MacDonald, who is conducting a survey on Torontonians attitude towards raccoons, said so far results have been equally split. people, they tend to look in a raccoon face and they project evil, like they evil geniuses and they doing this on purpose, while others see the creatures as something to be celebrated, she said.

It hard to know exactly how many raccoons call Toronto home, and MacDonald said an often cited number of 100 raccoons per square kilometre is outdated.

Food is the main draw, and once the animals are cut off from the city green bins, their population is likely to drop, she said.

Still, will always be raccoons they live here and it a great environment for them and there enough for them to eat in our backyards without the garbage, she said.

It rare for a single species to stir such controversy, but Toronto isn the only one struggling with a problem animal.

Despite years of practice in dealing with an annual influx of Canada geese, students at the University of Waterloo recently raised concerns about aggressive birds, particularly one they nicknamed the Spawn of Satan.

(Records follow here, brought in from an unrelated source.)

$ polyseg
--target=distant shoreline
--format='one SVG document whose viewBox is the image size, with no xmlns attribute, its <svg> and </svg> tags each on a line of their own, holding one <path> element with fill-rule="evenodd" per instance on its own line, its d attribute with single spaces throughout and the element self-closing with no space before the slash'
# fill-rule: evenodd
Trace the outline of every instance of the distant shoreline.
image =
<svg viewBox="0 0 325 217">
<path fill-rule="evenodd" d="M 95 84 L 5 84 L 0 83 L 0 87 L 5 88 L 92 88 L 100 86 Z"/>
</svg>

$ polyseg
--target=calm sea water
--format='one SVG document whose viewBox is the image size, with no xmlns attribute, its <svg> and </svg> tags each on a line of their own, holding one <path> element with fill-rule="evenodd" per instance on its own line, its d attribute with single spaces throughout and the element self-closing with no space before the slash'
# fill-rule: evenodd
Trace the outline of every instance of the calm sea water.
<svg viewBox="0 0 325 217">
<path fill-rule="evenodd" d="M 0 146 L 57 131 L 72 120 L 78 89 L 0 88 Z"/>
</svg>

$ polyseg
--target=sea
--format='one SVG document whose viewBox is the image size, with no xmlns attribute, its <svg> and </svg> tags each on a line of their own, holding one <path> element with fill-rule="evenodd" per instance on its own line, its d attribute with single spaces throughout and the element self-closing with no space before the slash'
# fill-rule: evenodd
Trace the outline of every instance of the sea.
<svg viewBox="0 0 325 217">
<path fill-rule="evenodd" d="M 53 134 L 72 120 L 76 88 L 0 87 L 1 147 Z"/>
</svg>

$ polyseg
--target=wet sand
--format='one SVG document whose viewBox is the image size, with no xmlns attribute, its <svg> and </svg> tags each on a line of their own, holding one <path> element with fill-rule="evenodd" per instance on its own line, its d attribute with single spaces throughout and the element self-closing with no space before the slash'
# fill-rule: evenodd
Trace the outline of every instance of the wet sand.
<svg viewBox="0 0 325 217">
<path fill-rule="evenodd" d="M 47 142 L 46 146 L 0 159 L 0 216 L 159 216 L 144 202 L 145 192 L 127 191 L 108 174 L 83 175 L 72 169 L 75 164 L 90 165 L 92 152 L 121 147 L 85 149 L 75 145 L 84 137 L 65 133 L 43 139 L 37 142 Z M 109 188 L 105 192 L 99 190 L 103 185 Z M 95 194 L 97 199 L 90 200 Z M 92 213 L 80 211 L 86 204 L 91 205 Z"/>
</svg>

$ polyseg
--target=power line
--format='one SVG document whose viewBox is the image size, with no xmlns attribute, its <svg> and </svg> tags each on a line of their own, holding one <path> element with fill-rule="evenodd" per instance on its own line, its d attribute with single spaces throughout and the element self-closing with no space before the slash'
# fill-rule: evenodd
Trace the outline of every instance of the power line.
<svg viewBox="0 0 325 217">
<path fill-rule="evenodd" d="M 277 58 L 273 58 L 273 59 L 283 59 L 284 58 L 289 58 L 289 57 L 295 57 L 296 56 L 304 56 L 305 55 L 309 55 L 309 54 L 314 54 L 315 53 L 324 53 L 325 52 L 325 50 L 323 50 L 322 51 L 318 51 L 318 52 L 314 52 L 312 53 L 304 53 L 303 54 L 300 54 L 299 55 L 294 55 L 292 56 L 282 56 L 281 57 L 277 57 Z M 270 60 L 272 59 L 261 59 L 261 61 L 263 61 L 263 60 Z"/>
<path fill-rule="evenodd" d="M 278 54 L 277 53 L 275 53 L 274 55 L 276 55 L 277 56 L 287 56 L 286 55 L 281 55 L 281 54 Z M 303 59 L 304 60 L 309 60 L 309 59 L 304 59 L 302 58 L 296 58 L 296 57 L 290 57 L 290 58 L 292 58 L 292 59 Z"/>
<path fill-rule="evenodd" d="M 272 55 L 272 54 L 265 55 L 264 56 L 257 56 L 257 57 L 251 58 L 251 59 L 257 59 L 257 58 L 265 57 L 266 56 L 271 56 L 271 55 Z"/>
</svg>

In a post on the online forum Reddit, many people described frightening encounters with a goose they said was stationed outside Hagey Hall, and urged administrators to take action.

READ MORE:How to avoid a negative encounter with a Canada goose

The iconic birds come to nest on campus each spring and one commenter deemed goose attacks to be key part of the UW undergrad experience.http://www.cheapnfljerseysonlinez.top university has taken steps to help students coexist peacefully with the often irritable fowl, said spokesman Nick Manning.

An interactive Goose Watch map allows people to find a route clear of any nests, while the campus store sells T shirts that read survived goose season, he said.

WATCH:Canada goose shot with arrow proving hard to catch in Calgary park

think people recognize, generally, that while (geese) can from time to time be a nuisance and be aggressive, it one of the rewarding aspects of life on a campus like ours, he said.

the geese were here first and will probably be here longer than we are. at the University of Victoria took a more drastic approach a few years ago in dealing with hundreds of feral rabbits living on campus.

READ MORE:Aggressive owl sinks its talons into residents of Dutch town

More than 800 of the creatures were removed from the grounds and transferred to sanctuaries. The entire campus was declared rabbit free in 2011.

The rabbits, all abandoned pets or their descendants, were considered a health and safety hazard and caused significant property damage, administrators said at the time, noting those living near campus had expressed concerns that the critters might broaden their territory.